Studio album by Bobby Pulido
- Released: September 26, 1995
- Recorded: 1995
- Studio: Pro Sound Studio (McAllen, Texas)
- Genres: Tejano; country; cumbia norteña;
- Length: 33:59
- Languages: Spanish; English;
- Label: EMI Latin
- Producers: Enrique Elizondo; Roberto Pulido;

Bobby Pulido chronology
|  | Desvelado (1995) | Enséñame (1996) |

Singles from Desvelado
- "No Se Por Que" Released: 1995; "Te Voy a Amar" Released: 1995; "Desvelado" Released: 1996;

= Desvelado (Bobby Pulido album) =

Desvelado (English: Sleepless) is the debut studio album by American Tejano singer Bobby Pulido.
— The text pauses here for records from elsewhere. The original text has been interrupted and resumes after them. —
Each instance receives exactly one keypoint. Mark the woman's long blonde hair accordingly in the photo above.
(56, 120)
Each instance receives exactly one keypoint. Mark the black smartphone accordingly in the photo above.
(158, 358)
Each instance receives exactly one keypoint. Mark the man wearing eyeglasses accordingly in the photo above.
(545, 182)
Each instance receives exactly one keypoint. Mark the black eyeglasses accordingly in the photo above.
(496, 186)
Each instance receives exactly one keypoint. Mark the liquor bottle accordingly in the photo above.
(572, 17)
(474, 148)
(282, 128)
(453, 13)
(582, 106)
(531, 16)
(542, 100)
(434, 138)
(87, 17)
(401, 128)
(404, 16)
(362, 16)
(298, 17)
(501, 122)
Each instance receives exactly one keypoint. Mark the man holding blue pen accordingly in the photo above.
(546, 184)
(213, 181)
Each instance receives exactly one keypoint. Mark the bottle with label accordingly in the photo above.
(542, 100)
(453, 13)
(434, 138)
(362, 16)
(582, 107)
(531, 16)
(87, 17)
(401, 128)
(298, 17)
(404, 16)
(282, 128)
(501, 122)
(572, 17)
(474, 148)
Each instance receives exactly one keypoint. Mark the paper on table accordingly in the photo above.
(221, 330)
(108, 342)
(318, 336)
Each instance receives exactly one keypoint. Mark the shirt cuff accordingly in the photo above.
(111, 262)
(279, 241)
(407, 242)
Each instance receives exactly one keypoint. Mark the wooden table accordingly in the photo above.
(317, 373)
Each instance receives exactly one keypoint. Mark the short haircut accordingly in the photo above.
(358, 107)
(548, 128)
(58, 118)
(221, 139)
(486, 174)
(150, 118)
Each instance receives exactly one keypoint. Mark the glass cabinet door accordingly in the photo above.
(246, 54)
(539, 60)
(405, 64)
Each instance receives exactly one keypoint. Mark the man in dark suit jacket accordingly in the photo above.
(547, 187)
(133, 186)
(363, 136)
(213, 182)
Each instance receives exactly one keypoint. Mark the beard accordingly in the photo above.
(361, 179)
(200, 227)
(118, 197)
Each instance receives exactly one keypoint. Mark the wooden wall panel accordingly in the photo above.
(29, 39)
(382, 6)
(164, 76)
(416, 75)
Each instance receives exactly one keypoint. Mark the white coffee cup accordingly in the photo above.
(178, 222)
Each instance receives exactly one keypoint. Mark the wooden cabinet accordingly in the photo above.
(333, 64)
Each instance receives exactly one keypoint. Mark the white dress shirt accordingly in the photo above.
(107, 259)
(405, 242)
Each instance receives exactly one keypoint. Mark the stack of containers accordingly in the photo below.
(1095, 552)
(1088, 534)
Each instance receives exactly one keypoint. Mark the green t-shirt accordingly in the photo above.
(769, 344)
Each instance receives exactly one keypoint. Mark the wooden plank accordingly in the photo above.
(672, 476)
The album charted in the top 10 of the US Top Latin Albums chart and sold over 100,000 copies in the US. It is also known for its title track, which became its third single and was written by Jorge Avena.

== Track listing ==

| No. | Title | Writer(s) | Length |
|---|---|---|---|
| 1. | "No Sé Por Qué" | Humerto Ramón |  |
| 2. | "Desvelado" | Jorge Avena |  |
| 3. | "Sabes" | Pedro Reyna |  |
| 4. | "Cuando Me Dejes de Amar" | Juanita Cruz |  |
| 5. | "Cindy Don't Know" | Daniel Adami |  |
| 6. | "Te Voy a Amar" | Bobby Pulido |  |
| 7. | "Quiero Decirte" | Juan H. Barrón |  |
| 8. | "Se Me Olvidó Olvidarte" | Luis Padilla |  |
| 9. | "Ya No Quiero Soñar" | Pulido |  |
| 10. | "Regretfully" | Pulido |  |
| Total length: |  |  | 33:59 |

== Personnel ==

- Bobby Pulido – vocals, production assistant
- Crossfire – music
- Brando Mireles – arrangements
- Jesse Cavazos – recording engineer
- Rob Russell – mixing engineer
- Enrique Elizondo – producer
- Roberto Pulido – producer for tracks 1 and 6
- Barbie Insua – design
- Mario Castellanos – photography

== Charts ==

=== Weekly charts ===

Weekly chart performance for Desvelado
| Chart (1996) | Peak position |
|---|---|
| US Regional Mexican Albums (Billboard) | 3 |
| US Top Latin Albums (Billboard) | 9 |

=== Year-end charts ===

Year-end chart performance for Desvelado
| Chart (1996) | Position |
|---|---|
| US Regional Mexican Albums (Billboard) | 11 |
| US Top Latin Albums (Billboard) | 30 |

== Certifications ==

Certifications for Desvelado
| Region | Certification | Certified units/sales |
| United States (RIAA) | Platinum (Latin) | 100,000^{^} |
Summaries
^{^} Shipments figures based on certification alone.